- Result: Know when to stop
- (1) Popular kerning pairs
- (2) Potential kerning pairs
- (3) Frequently occurring kerning pairs
- (4) Relevant kerning pairs
- (5) Sample Text
- Personal Whitelisting
- Notes
Find a list of kerning pairs below, ordered by relevance. The relevance score is determined by frequency of occurrence in texts, popularity among type designers and the necessary kerning value. This repository is intended for type designers looking for sample texts for the most complete kerning necessary. This list will help you (or your neural network) assess which kerning pairs you should look at and where to stop. It takes into account the Unicode blocks from Basic Latin to Latin Extended A (plus all kinds of quotes), 24 languages so far and various typeface styles.

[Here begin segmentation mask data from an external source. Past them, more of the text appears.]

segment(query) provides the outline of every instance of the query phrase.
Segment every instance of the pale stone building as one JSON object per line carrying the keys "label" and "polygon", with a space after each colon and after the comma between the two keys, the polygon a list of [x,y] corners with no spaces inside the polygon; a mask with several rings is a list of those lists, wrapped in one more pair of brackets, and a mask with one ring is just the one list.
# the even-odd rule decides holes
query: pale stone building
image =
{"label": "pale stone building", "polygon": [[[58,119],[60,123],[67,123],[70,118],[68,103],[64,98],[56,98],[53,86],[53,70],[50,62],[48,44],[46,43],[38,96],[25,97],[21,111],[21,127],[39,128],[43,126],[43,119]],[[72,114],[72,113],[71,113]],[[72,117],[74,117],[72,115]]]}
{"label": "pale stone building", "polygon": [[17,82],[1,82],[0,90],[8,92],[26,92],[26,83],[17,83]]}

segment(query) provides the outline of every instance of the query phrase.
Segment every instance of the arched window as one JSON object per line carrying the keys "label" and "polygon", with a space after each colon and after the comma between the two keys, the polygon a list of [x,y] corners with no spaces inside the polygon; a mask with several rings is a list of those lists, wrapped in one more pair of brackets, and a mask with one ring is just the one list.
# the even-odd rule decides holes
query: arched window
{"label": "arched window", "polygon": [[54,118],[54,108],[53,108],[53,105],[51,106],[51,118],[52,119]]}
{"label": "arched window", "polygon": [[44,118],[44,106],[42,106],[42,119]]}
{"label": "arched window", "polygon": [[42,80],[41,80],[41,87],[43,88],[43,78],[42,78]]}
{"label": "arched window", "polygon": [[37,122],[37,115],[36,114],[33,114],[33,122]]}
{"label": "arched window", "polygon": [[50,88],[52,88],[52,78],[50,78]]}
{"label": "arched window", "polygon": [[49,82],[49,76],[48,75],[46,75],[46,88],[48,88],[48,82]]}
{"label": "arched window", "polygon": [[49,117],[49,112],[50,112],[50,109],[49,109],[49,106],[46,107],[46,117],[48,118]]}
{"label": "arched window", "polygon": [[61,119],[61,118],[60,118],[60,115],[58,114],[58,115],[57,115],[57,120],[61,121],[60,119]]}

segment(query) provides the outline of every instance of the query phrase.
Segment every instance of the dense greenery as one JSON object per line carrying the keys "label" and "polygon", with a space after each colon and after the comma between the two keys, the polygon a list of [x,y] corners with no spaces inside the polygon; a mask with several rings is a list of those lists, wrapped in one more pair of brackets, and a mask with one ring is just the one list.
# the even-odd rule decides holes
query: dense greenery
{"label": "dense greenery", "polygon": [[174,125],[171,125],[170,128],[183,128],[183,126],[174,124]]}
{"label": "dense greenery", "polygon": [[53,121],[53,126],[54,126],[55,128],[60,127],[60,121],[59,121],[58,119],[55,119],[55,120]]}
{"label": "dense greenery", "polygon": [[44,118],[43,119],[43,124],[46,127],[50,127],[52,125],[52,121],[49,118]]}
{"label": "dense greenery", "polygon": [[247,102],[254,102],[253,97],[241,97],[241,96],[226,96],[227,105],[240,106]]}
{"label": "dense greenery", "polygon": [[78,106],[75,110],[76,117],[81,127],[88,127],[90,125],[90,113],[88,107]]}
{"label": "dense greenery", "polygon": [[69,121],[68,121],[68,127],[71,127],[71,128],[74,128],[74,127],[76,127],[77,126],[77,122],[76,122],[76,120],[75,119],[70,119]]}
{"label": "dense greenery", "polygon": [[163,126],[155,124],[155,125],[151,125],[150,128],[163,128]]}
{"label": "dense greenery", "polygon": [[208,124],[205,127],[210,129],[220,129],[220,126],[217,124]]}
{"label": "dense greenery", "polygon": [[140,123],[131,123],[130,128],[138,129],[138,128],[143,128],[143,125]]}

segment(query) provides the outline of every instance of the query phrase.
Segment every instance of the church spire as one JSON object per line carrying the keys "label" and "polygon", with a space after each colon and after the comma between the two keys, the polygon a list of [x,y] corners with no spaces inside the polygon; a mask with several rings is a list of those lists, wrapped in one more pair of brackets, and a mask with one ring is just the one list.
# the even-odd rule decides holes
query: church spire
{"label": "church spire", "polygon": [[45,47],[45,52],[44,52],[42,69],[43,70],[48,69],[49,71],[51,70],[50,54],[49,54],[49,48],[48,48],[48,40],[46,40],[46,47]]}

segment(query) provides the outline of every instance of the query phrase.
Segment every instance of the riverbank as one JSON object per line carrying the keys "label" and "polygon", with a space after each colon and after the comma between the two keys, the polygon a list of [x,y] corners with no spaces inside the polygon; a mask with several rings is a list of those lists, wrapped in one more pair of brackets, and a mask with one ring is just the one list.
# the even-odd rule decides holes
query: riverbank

- 🍀✨ result/relevant_kerning_raw.json
- 🍀✨ result/relevant_kerning_with_padding.txt
- 🍀✨ result/relevant_kerning_clustered.txt
- 🍀✨ result/relevant_words.txt
The first 1000 to 2000 pairs should have you covered sufficiently in all languages, see (4) for details. Depending on your typeface’s style you don't have to kern each and everyone of them, of course.
In case you want to reproduce parts of this work: All scripts are self-explanatory and numbered according to the following article. Some parts may also be useful for other works, e.g. the large sample size of texts in many languages.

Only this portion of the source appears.